Spanning a period of over forty years (1817–1858), the three Seminole Wars were America’s longest, costliest, and deadliest Indian wars, surpassing the more famous ones fought in the West. After an uneasy peace following the conclusion of the second Seminole War in 1842, a series of hostile events, followed by a string of murders in 1849 and 1850, made confrontation inevitable. The war was also known as the “Billy Bowlegs War” because Billy Bowlegs, Holata Micco, was the central Seminole leader in this the last Indian war to be fought east of the Mississippi River. Pushed by increasing encroachment into their territory, he led a raid near Fort Myers. A series of violent skirmishes ensued. The vastness of the Floridian wilderness and the difficulties of the terrain and climate caused problems for the army, but they had learned lessons from the second war, and, amongst other new tactics, employed greater use of boats, eventually securing victory by cutting off food supplies.

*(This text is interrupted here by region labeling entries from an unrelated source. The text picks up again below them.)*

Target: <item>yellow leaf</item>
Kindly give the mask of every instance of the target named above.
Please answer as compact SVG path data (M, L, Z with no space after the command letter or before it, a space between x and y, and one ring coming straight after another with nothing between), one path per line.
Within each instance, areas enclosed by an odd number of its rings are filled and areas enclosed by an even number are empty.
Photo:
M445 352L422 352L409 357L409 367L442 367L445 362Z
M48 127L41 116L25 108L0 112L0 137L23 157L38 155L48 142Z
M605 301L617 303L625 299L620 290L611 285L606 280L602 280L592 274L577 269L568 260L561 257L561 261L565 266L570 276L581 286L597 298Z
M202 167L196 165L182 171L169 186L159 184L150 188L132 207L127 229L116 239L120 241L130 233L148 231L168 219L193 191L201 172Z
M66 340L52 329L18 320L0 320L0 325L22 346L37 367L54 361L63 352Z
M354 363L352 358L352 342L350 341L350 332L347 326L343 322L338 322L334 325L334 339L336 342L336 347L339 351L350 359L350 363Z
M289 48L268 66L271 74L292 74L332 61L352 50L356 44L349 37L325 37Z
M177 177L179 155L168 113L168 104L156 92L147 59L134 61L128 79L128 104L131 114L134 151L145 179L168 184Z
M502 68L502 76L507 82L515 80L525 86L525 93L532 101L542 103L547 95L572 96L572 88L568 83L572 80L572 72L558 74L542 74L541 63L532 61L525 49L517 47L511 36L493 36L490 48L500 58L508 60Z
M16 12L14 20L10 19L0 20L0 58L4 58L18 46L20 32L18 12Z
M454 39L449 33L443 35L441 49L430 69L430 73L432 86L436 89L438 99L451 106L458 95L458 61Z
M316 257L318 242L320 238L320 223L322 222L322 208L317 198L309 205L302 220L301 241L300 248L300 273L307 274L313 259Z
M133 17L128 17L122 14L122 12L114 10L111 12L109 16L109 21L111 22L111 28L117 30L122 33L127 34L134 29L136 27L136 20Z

History of the Third Seminole War is a detailed narrative of the war and its causes, containing numerous firsthand accounts from participants in the conflict, derived from virtually all the available primary sources, collected over many years. “Any reader interested in learning more about Indian wars, Army history, or Florida history will profit from reading this book,” as well as Civil War enthusiasts, since many of the officers earned their stripes in the earlier conflict (The Journal of America’s Military Past).